I am no sure how long the Democrats have here. Guessing on my own, I would say another week, maybe two. About one more incident from some where besides Abu Ghraib will turn the key. After that the door will be locked.

I think if the US public re-elects George Bush after this, they will have stepped over the same threshold. They will join the good Germans of another age.


>From what point of view, am I making these pronouncements?

It's hard to describe, but it comes down to a few textbook histories of the US, some Enlightenment philosophy, some European history, some essays of Arendt---and some recent reading on Weimar era Germany.

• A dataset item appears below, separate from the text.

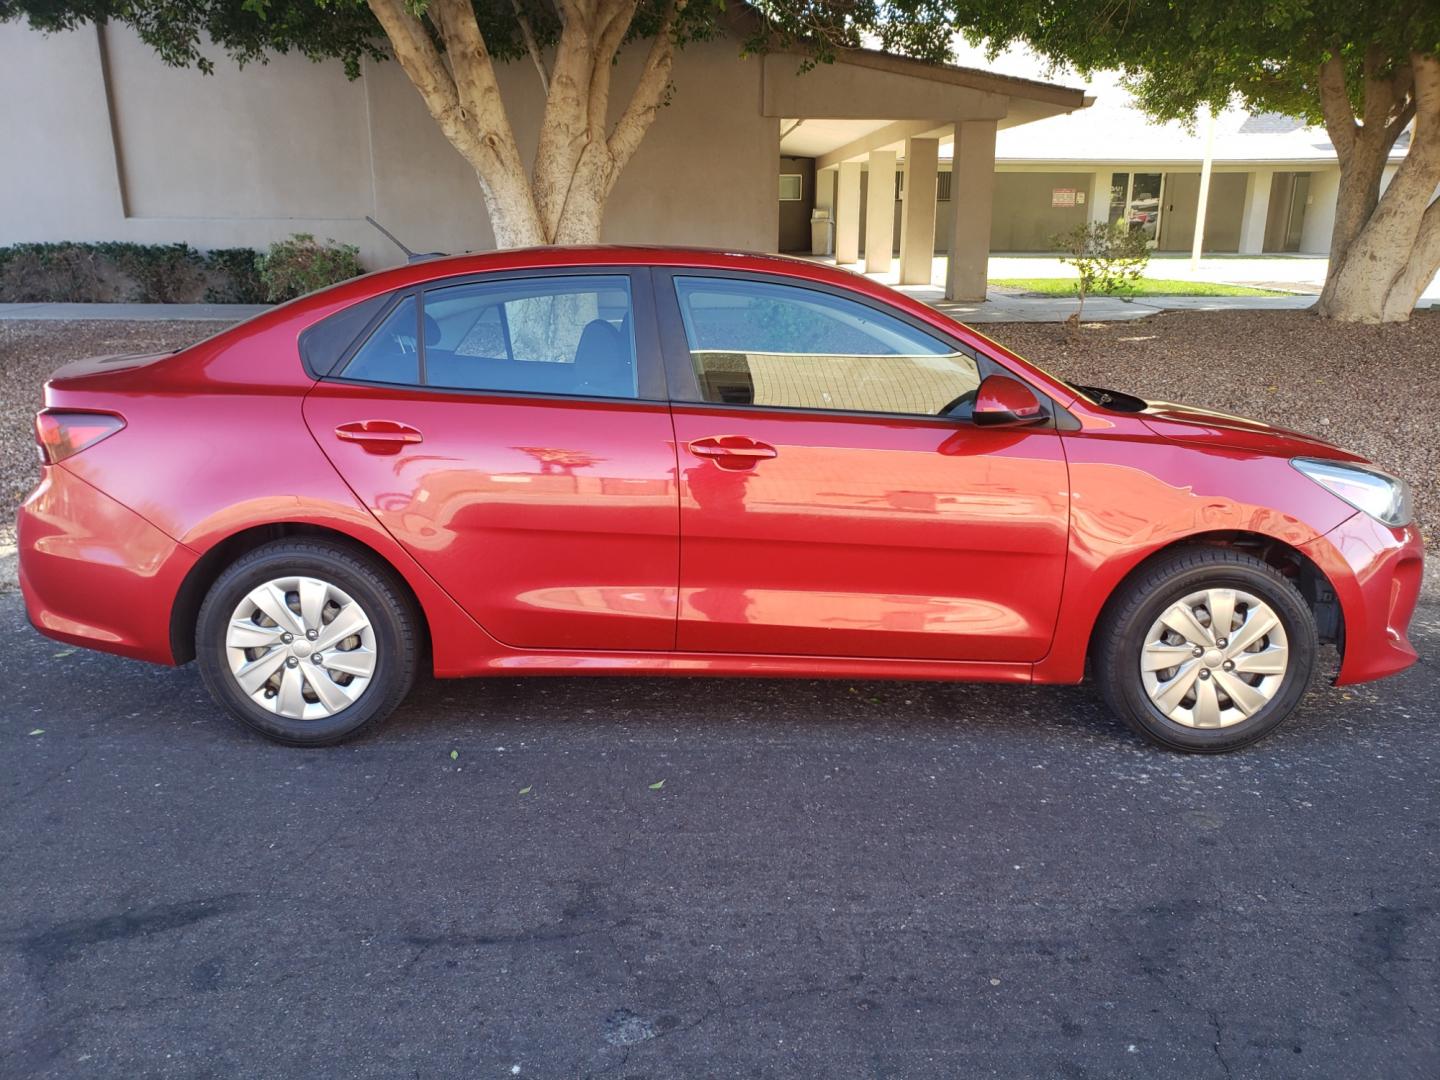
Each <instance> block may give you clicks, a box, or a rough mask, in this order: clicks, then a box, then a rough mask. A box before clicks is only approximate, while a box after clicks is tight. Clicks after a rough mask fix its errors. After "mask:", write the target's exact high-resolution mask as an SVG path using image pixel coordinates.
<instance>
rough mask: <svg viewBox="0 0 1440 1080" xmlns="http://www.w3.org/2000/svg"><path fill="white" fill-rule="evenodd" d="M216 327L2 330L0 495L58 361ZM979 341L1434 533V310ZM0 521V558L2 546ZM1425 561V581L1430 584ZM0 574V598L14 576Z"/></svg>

In Weimar according to several accounts including the letters of Mann, and essays by Arendt and Strauss, it was understood at a particular moment that the German republic would go down the toilet. That moment was the election of Paul von Hindenberg. Hindenberg had been the field marshal for the invasion of Belgium in WWI. He represented an imperial monarchy built on military power. That is to say, he was a figure of a completely un-democratic German ideal. Mann had written before the election that he hoped a new Germany had learned its lesson. Arendt saw it the same way but wrote about it after the election. Strauss mentioned the same conclusion but wrote about it very much later. Before that election the door back to a democratic society had almost closed, but it wasn't locked. After the election of Hindenberg the door was closed and locked. Germany was headed in some other and at that point unknown direction.

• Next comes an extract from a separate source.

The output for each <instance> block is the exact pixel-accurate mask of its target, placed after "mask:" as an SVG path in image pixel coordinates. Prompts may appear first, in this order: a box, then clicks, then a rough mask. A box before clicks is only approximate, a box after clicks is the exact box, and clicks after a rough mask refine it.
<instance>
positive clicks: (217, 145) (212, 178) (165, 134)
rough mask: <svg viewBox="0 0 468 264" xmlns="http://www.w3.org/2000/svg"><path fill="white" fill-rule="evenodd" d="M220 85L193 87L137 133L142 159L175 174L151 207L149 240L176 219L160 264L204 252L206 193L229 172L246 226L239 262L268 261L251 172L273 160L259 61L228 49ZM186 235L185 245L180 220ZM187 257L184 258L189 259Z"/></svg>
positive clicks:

I am not saying the US is on the road to a fascist regime---although it may be.

I am saying that there are such things as moments when societies have to collectively decide and what that decision or reaction is can not be taken back later. The reason it can not be taken back is because as that moment passes, it turns subsequent events including elections, revolutions, wars, laws and other institutional means based on that reaction. 9/11 was one of those events and Abu Ghraib is its historical closing parenthesis.

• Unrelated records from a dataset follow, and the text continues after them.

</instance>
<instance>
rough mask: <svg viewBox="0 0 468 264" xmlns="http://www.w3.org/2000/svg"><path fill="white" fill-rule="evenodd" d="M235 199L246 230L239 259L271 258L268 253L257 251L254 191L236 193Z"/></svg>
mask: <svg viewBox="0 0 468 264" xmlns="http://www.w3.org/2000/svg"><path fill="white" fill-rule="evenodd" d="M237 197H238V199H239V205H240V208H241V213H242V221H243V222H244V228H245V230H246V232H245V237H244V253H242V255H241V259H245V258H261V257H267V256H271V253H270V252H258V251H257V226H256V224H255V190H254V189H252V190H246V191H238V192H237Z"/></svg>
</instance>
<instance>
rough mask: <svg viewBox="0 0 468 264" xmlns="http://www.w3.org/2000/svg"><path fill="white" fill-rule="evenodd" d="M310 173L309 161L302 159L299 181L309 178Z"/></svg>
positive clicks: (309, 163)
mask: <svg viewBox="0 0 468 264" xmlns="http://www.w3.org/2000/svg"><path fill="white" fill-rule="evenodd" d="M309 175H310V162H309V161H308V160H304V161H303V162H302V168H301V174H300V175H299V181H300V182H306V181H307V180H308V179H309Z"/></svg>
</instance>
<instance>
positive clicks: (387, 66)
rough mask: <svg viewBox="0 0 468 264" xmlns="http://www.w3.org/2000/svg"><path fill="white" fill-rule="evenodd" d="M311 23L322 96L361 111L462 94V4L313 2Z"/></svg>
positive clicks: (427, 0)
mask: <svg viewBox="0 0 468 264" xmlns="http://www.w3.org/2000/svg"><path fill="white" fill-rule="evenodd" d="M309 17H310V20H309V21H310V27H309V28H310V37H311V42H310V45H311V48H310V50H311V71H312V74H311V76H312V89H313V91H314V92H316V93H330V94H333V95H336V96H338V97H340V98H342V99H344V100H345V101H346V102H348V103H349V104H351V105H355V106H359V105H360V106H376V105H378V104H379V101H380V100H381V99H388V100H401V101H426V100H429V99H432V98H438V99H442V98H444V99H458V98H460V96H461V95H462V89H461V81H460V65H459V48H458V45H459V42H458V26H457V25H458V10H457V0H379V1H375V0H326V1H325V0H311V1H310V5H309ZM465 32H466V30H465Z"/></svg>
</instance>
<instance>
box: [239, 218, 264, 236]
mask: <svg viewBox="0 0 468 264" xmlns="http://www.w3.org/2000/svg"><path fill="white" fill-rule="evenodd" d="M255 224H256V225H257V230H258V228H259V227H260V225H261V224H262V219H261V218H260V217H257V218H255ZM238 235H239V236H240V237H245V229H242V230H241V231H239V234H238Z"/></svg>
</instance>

Most people in the US don't realize that this is one of those moments. Maybe some political opposition figures understand. Certainly the criminals in power know. They know if they can get away with this, get through it, pay nothing politically, then a new level of public tolerance for the worst of political crimes including war, invasion, occupation, slaughter, and torture has been cleared.

After Abu Ghraib, the entire sweep of events that constitute George Bush, the War on Terror, and the invasion of Iraq has been given an unmistakable stamp, a simple icon that everyone can understand.

The icon is the man in the cone shaped hood standing on a box with his arms out, hooked up to electrical wires. It is an icon that represents all brutal tyranny, military dictatorships, and totalitarian regimes everywhere. It has a very haunting resemblance to crucifixion. Because of the cone hood it has collective resonance with the KKK, Goya's Disasters of War, and the Inquisition.

Tolerate or excuse this, refuse to drastically change course, and the door locks.